Might it be the longest recipe title ever? Possibly. But this FODMAP friendly root veg and butternut squash soup with crispy sage and brown butter walnuts is worth the time it takes to say every word! Think lots of cheap and cheerful veg totally elevated by a few simple and delicious finishing touches (I could eat crispy sage leaves on everything).
It’s Halloween today! And although I won’t be dressing up or doing anything spooky this year I do love the excuse to be surrounded by pumpkins (which would also be delicious in this soup and a great way to use up leftover pumpkin flesh from all that carving), warm things – I’m thinking blankets and lattes – family and friends. Down our road kids have decorated pumpkins and put them on the doorstep, ghoolish cobwebs have gone up in windows and there’s a chill in the air. It’s getting me excited about bonfire night, winter walks and dare I whisper it *Christmas*…
This soup is something I love to eat at this time of year. Warming, nourishing and just delicious, I’ll make a big batch and freeze half in individual portions so I can just grab one out of the freezer when I need it. The toppings are best made fresh.
- The reason I’ve called for just 360g of butternut squash here is because it’s low FODMAP up to 45g per portion. If you don’t have a problem with it by all means adjust the ratios to suit
- I’ve kept the soup ingredients pretty simple as the toppings add lots of flavour, but if you wanted to add in some spices, please do!
- If you’re on the maintenance phase of the FODMAP diet/are not on the diet and can tolerate a small (or indeed large) amount of garlic and onion, add them to the saucepan when you do so the ginger
- Parmesan is also delicious on top.
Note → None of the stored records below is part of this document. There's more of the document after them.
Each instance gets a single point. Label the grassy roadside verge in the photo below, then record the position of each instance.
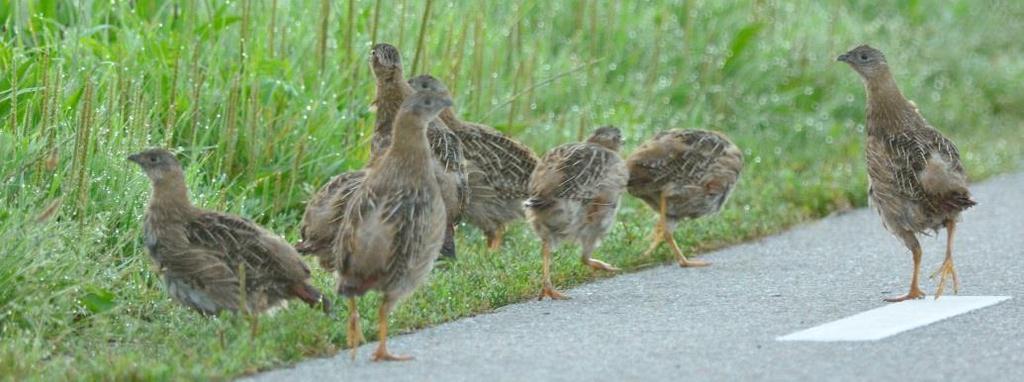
(266, 99)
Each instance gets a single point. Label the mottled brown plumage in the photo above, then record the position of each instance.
(683, 174)
(448, 152)
(200, 253)
(574, 194)
(916, 181)
(390, 235)
(324, 213)
(499, 169)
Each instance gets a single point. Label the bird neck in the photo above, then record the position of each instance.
(887, 109)
(390, 93)
(170, 196)
(409, 141)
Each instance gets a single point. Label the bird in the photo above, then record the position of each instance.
(205, 256)
(573, 197)
(915, 179)
(683, 174)
(324, 213)
(448, 151)
(498, 168)
(389, 237)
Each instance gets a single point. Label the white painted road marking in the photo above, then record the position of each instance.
(893, 319)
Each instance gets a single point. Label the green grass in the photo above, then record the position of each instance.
(267, 99)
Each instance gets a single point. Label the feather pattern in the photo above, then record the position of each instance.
(694, 170)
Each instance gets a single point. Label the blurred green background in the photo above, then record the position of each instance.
(265, 99)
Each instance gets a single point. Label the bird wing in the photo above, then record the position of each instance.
(683, 157)
(572, 171)
(448, 150)
(506, 164)
(328, 206)
(236, 241)
(377, 237)
(910, 152)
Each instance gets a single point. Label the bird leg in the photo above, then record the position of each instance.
(548, 290)
(354, 334)
(946, 269)
(495, 238)
(915, 292)
(667, 235)
(381, 353)
(656, 238)
(588, 249)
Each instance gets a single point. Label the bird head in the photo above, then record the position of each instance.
(385, 60)
(157, 163)
(426, 104)
(868, 61)
(607, 136)
(429, 83)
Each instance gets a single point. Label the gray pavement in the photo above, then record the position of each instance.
(721, 323)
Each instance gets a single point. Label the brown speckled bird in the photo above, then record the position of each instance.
(324, 213)
(200, 253)
(683, 174)
(390, 236)
(574, 194)
(499, 169)
(916, 181)
(451, 171)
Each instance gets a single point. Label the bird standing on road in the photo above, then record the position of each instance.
(916, 181)
(573, 196)
(683, 174)
(202, 254)
(390, 237)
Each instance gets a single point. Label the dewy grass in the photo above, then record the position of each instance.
(259, 127)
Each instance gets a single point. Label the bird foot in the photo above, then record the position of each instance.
(383, 354)
(691, 263)
(550, 292)
(354, 336)
(600, 265)
(946, 270)
(495, 241)
(912, 295)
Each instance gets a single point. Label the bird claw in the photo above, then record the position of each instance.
(383, 354)
(600, 265)
(912, 295)
(944, 271)
(548, 291)
(688, 263)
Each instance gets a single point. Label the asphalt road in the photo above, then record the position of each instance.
(721, 323)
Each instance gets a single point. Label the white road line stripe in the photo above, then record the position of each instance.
(893, 319)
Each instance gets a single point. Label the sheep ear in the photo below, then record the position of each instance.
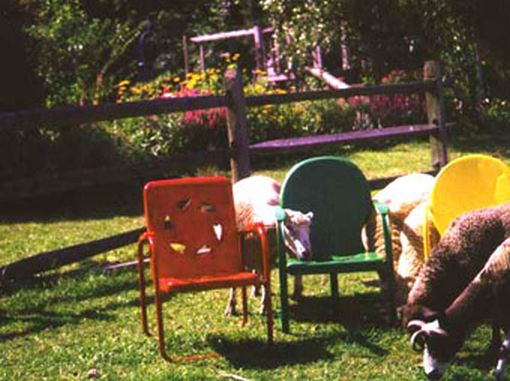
(414, 326)
(429, 315)
(418, 340)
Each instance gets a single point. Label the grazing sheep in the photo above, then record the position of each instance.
(456, 259)
(255, 200)
(402, 196)
(484, 299)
Because when is it not?
- 1kg FODMAP friendly veg, such as carrots, parsnips, swede, chopped into medium chunks
- 360g peeled and deseeded butternut squash, cut into chunks
- 3 tbsp/a good glug olive oil or garlic infused oil
- Thumb-sized piece of fresh root ginger, roughly chopped
- Small pinch chilli flakes (optional)
- 1.5 litres FODMAP-friendly vegetable stock or hot water
- salt and freshly ground black pepper
- 1 tablespoon olive oil
- Medium bunch of sage leaves
- 100g unsalted butter
- 150g walnut halves, broken into small piece
- Lactose free yogurt and black pepper to serve
- Preheat your oven to 200C/180C fan/gas 6.
- Lightly oil a couple of large baking trays or roasting dishes and tumble on the chopped butternut squash, carrots and parsnips. Sprinkle with salt and pepper and toss everything together until the vegetables are evenly coated, making sure everything ends up in a single layer.
- Roast the veg in the oven for 40–45 minutes, or until tender and the edges golden brown.
- Place a large saucepan over a medium heat and fry the ginger in the oil for about a minute, adding the chilli flakes if using towards the end. Pour in your stock and bring to the boil, then stir in the roasted vegetables and season once more.
- Remove the saucepan from the heat and (carefully as it will be hot), use a hand blender to blitz everything until smooth.
- For the toppings, heat a small pan and toast the walnuts just for a few minutes, until golden and smelling delicious. Pour into a small bowl and put to one side.
- Add the olive oil to the pan and then the sage leaves. Fry the sage for a couple of minutes, adding the butter towards the end. Remove the sage leaves from the pan and place on a piece of kitchen towel on a plate. It's here that they'll do their final crisping up.
- Add the walnuts back into the pan with the butter and cook another couple of minutes - you're looking for brown specs and wonderfully nutty aroma. Once browned, pour the walnuts and butter into a small bowl to stop the butter from cooking.
- Serve bowls of warm soup topped with a dollop of yogurt, a twist of black pepper, a sprinkle of crispy sage leaves and a spoonful (or two) of brown butter walnuts, drizzling over any remaining butter. Crusty bread is good too.